关联关系类型 - join - 《elasticsearch》

join类型

`join`类型

join类型是一个特殊的字段，它创建了位于同一个索引内文档的父/子关系。relations部分定义了存在于文档内的一系列可能的关系。每个关系需要一个父名，和子名。一个父子关系可以定义为如下方式：

PUT my_index
{
  "mappings": {
    "_doc": {
      "properties": {
        "my_join_field": { 
          "type": "join",
          "relations": {
            "question": "answer" 
          }
        }
      }
    }
  }
}

my_join_field是字段的名字；

定义单个关系，question是answer的父级。

索引带 join 的文档，关系的名字，文档的可选父级必须在source中提供。下面例子中创建了2个使用了question上下文创建的父级文档。

PUT my_index/_doc/1?refresh
{
  "text": "This is a question",
  "my_join_field": {
    "name": "question" 
  }
}
PUT my_index/_doc/2?refresh
{
  "text": "This is a another question",
  "my_join_field": {
    "name": "question"
  }
}

该文档是一个question文档。

当索引父级文档时，可以直接指定关系名称，而不必封装在对象表示中：

PUT my_index/_doc/1?refresh
{
  "text": "This is a question",
  "my_join_field": "question" 
}
PUT my_index/_doc/2?refresh
{
  "text": "This is another question",
  "my_join_field": "question"
}

使用关系名称简单表示父级文档。

当索引子级文档时，关系的名称与父文档的 id 必须添加到_source字段中。

要求一系的文档必须索引到同一个分片中，所以子文档必须使用父文档 id 进行路由。

下面两个例子展示了如何索引两个child文档：

PUT my_index/_doc/3?routing=1&refresh  (1)
{
  "text": "This is an answer",
  "my_join_field": {
    "name": "answer", （2）
    "parent": "1" (3)
  }
}
PUT my_index/_doc/4?routing=1&refresh
{
  "text": "This is another answer",
  "my_join_field": {
    "name": "answer",
    "parent": "1"
  }
}

路由值是强制的，因为父子文档必须索引到同一个分片上；

answer是这个文档join字段的名称；

该子文档的父文档 ID。

父子文档性能

join 字段的使用不能像关系型数据库中的联接一样使用。elasticsearch 中良好性能的关键是反范式数据到文档中。
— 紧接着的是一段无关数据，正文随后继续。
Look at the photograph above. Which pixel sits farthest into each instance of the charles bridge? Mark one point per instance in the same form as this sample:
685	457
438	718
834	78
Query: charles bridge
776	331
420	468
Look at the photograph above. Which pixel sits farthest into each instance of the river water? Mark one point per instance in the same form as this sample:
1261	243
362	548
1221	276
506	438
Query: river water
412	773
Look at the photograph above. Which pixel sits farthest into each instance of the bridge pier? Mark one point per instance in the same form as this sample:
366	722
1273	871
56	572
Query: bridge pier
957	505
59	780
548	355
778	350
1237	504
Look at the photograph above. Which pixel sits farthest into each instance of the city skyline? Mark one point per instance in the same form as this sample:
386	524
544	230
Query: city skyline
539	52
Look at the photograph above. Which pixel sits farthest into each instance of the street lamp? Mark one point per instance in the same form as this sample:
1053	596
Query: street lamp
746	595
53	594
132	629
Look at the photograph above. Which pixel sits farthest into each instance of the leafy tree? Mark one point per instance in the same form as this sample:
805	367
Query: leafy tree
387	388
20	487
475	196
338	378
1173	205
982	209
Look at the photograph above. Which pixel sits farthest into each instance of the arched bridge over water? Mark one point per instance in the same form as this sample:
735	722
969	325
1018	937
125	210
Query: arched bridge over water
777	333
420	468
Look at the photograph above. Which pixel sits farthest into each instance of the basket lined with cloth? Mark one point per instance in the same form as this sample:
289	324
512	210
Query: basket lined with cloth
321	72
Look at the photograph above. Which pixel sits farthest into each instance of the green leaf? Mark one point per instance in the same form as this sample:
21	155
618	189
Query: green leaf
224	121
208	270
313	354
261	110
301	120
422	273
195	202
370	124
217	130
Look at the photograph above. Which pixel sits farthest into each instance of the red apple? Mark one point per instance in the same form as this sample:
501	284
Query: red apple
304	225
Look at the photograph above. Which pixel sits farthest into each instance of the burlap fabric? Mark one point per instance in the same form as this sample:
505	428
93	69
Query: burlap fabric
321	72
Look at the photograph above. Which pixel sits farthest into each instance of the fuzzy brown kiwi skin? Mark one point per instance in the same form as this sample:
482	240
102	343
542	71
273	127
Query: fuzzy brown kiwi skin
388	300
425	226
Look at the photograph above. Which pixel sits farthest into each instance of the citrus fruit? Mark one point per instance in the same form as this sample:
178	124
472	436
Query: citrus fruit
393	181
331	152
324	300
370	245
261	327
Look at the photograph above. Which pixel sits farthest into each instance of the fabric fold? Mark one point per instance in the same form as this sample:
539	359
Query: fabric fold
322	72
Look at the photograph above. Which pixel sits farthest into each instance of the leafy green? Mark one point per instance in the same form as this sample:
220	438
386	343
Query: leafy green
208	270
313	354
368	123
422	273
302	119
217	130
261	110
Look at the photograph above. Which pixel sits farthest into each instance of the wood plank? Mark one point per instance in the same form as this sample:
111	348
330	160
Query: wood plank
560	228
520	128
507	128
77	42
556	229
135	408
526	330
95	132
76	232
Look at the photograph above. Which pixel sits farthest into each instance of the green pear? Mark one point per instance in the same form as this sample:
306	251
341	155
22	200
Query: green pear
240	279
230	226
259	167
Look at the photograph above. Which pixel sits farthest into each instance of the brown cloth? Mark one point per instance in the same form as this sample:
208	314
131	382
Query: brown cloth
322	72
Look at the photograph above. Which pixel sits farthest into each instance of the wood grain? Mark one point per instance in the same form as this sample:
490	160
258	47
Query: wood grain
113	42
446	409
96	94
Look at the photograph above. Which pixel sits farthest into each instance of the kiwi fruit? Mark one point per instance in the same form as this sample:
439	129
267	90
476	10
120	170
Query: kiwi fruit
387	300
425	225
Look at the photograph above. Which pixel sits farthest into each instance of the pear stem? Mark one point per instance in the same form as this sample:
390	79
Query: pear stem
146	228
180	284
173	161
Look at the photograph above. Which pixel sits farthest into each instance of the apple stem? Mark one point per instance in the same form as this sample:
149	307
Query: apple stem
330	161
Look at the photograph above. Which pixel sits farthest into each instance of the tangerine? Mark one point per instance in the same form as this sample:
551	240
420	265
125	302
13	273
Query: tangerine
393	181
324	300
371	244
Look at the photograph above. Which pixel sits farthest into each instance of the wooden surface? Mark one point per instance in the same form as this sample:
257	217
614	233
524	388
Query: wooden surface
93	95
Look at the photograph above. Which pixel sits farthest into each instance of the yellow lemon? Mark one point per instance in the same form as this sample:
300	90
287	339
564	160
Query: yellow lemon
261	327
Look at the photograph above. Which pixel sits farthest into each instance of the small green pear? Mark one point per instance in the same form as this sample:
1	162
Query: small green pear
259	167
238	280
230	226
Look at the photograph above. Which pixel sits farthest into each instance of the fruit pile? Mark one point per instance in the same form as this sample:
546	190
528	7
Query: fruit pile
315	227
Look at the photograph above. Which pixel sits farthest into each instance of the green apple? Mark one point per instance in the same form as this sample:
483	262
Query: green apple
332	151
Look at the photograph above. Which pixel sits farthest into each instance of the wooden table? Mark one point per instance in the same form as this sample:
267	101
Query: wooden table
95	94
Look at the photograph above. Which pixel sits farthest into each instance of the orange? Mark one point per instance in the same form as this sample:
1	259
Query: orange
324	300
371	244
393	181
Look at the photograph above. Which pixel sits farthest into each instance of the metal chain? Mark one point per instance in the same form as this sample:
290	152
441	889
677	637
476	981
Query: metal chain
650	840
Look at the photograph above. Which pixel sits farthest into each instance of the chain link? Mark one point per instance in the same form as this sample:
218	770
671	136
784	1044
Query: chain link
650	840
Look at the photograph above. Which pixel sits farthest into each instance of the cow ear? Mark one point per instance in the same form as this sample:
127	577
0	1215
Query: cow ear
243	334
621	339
每一个 join 字段，has_child，has_parent查询都极大的拖慢查询性能。

join 字段有意义的唯一情况就是数据包含一对多的关系，其中一个实体显著多余另一个实体。一个例子就是产品和这些产品的报价。这个例子中，报价的数量显著多余产品的数量，这样就可以定义产品为父文档，报价为子文档的模型。

父子关系限制

每个索引只允许使用一个join字段。
父文档和子文档必须索引到一个分片上。这意味着当查询、获取、更新子文档时都必须使用同一个routing值。
一个元素可以有多个子元素，但只有一个父元素。
可以向现有的join字段添加新的关系。
可以向现有元素添加子元素，但条件是现有元素必须是父元素。

使用父子连接搜索

parent-join 在文档内创建了一个字段索引关系的名称(my_parent, my_child, …)。

它也为每个父子关系创建了一个字段。该字段的名称就是join字段的名称，后面跟随 #和关系中父级的名称。因此，例如my_parent =>[my_child, aother_child]关系，join字段创建了一种额外的字段称为my_join_field#my_parent。

如果该文档是子级(my_child or another_child)，那么这个字段包含了父级_id，如果该文档是父级（my_parent），则包含其_id。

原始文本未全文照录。